ADB has supported a project that aimed to replace 100,000 gasoline-burning tricycles in the Philippines with clean, energy-efficient electric tricycles by 2017, but this was cancelled because local government units were not buying into the programme.

Instead, the Manila-based development bank has poured in US$2.75 billion to the country—the lender’s single largest infrastructure project financing to date—for the construction of an electric rail line that could ferry about 342,000 passengers a day by 2025.

Called the Malolos–Clark Railway Project, it will utilise an Electric Multiple Unit (EMU) Train, which runs quieter than diesel and could cut greenhouse gas emissions by 60,000 tonnes a year, as it links the entire 53.1km stretch of Malolos, a suburb of Metro Manila, to the Clark economic zone, a thriving hub of urban development in Central Luzon.

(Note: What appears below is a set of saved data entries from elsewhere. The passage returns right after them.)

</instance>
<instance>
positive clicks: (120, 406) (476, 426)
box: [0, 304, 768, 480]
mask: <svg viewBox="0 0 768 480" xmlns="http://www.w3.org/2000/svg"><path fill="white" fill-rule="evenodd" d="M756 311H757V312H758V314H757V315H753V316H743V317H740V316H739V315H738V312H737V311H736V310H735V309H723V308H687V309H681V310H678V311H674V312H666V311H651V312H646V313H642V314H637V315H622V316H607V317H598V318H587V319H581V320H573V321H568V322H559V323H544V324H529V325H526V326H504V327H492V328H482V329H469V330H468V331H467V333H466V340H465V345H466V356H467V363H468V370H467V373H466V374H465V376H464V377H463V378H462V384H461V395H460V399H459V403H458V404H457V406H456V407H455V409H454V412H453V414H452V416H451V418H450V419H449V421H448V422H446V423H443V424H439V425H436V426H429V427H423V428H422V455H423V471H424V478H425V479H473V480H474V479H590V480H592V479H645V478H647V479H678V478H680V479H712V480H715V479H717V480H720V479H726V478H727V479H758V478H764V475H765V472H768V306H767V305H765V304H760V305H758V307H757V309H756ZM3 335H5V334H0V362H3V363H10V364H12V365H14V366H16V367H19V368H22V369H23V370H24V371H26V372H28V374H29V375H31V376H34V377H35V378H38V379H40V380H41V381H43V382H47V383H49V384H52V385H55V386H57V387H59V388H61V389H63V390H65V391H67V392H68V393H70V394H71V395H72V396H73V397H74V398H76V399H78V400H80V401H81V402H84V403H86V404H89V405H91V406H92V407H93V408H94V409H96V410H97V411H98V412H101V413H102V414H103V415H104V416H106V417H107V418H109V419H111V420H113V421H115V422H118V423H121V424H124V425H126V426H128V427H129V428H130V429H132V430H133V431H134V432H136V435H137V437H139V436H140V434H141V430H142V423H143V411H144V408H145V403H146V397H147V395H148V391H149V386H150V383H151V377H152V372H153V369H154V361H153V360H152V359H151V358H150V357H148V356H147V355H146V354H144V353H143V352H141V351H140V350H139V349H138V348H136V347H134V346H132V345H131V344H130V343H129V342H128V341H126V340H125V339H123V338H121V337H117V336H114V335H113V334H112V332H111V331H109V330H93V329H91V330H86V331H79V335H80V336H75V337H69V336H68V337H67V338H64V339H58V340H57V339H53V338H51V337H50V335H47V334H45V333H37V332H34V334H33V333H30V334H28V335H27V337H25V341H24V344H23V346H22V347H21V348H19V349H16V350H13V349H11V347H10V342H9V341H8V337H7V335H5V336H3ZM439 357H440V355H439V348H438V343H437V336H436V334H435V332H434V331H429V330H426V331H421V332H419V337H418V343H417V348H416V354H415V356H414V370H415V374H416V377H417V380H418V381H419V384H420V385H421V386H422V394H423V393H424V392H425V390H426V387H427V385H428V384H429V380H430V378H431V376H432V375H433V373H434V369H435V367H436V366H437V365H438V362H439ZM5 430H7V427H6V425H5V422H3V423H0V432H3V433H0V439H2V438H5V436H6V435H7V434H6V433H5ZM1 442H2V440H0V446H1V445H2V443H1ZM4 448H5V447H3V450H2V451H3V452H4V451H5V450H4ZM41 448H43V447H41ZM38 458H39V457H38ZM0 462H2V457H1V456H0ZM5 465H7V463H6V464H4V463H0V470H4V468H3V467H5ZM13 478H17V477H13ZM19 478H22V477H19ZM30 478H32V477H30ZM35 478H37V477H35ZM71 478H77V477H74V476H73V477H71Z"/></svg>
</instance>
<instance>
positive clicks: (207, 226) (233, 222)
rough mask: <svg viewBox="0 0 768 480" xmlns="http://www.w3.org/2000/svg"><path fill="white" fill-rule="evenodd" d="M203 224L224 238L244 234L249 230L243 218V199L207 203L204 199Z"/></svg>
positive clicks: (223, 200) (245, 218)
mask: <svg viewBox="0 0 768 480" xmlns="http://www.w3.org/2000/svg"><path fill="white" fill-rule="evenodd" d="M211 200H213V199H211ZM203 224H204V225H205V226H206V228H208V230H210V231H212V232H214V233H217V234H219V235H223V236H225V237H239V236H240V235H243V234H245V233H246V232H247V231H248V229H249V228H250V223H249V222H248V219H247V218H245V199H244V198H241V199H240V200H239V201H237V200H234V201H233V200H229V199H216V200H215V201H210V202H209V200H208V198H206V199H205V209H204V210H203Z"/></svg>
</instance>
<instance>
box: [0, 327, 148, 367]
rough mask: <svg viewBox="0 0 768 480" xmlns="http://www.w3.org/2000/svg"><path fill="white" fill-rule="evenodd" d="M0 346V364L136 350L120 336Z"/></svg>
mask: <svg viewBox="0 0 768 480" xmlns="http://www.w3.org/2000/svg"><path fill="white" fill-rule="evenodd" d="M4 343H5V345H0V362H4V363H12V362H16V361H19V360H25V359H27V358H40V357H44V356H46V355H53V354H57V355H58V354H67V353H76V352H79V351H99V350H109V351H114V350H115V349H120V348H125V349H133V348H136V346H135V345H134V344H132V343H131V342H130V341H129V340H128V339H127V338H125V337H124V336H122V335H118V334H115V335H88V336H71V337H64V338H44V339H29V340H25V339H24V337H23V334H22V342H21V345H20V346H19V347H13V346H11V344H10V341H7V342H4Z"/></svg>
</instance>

Jamie Leather, ADB’s chief of transport sector group, says Covid may have prompted commuters to opt for private vehicles, but they could be encouraged to use public transport if it has shifted to electric mode for a quicker ride, and is integrated with bus services and informal transport like tricycles and jeepneys, complete with good sidewalks where commuters can feel safe walking.

“For a city the size of Manila, an electric rail-based metro system would be ideal in order to shift people to something which takes the least space with the least emissions,” Leather says. “Climate change needs to prompt a shift to EVs but absolutely look for a combination of bus transit systems or integrated public transport systems and non-motorised systems.”